Snead v. Snead

Annotate this Case

185 So. 2d 135 (1966)

Carolyn Marcelle SNEAD v. Curtis Edward SNEAD, III.

7 Div. 692.

Supreme Court of Alabama.

March 31, 1966.

*136 Jas. F. Hinton, Gadsden, for appellant.

Clarence Simmons, Jr., and Barry N. McCrary, Gadsden, for appellee.

LIVINGSTON, Chief Justice.

On August 8, 1955, the Circuit Court of Etowah County, in Equity, rendered a decree granting a divorce to the appellant, Carolyn Marcelle Snead, from her husband, Curtis Edward Snead, III, the appellee, on the ground of cruelty. The decree awarded custody of the parties' son, Curtis Snead, IV, and daughter, Donnie Snead, to the mother, subject to prescribed visitation rights of the father. An award of $125.00 per month for alimony and child support was made. In addition, complainant was to receive 50 per cent of respondent's net income over and above $3,000 per year as shown by respondent's federal income tax return.

On January 5, 1965, the husband filed a petition for modification of said decree. After a hearing on evidence ore tenus, the trial court rendered the decree of modification, on April 7, 1965. In this decree, the custody was given to the father, with reasonable visitation rights being given to the mother. The decree also discontinued payment by the father to the mother of $125.00 per month for alimony and child support. The wife brings this appeal from the decree of modification.

A decree of divorce with alimony and child support, and custody of the children will not be modified unless there is a showing of changed conditions which would justify the modification. Featherston v. Featherston, 271 Ala. 238, 123 So. 2d 120; Wood v. Wood, 276 Ala. 90, 159 So. 2d 448.

In Featherston v. Featherston, supra, it was said:

"Each case of the kind now under consideration must rest upon its own facts and circumstances with, of course, the principle always in mind that the welfare of the child is of paramount importance. Hale v. Hale, 259 Ala. 666, 68 So. 2d 63."

We have often observed that where no good purpose would be served by setting out the evidence in detail, we will decline to do so. James v. James, 242 Ala. 140, 5 So. 2d 616, and cases cited; Hale v. Hale, supra.

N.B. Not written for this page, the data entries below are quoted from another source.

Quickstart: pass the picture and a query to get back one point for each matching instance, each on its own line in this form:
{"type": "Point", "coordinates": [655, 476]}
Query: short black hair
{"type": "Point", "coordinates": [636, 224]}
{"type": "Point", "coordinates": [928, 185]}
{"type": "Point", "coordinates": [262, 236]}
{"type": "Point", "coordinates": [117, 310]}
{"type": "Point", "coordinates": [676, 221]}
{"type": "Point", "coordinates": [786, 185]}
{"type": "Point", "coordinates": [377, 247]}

Suffice it to say, that we have studied the evidence carefully. Both parties to the divorce proceedings in 1955 have remarried. In fact, the mother has been married twice since the divorce. The evidence discloses that the father has four children by the second marriage and is now employed in a bank, has been awarded successive raises, and has property interests which indicate his financial ability to take care of the two minors involved, and attends church regularly. On the other hand, the evidence tends to show certain specific immoral acts by the mother between her first and second marriage. *137 The photographic evidence, in our opinion, is not in any sense of the word "Art."

We are clear to the conclusion that the evidence supports the holding of the trial court and that the mother is an unsuitable person to have the custody and control of the children.

It has long been the rule of this court that where testimony was heard ore tenus by the trial court, his decision will not be overturned unless it is plainly and palpably wrong. Benson v. Jefferson Mortgage Co., 276 Ala. 72, 159 So. 2d 191; Hilley v. Hilley, 275 Ala. 617, 157 So. 2d 215; Lewis v. City of Birmingham, 275 Ala. 301, 154 So. 2d 657; Alabama-Tennessee Natural Gas Co. v. City of Huntsville, 275 Ala. 184, 153 So. 2d 619.

The case is due to be, and is, affirmed.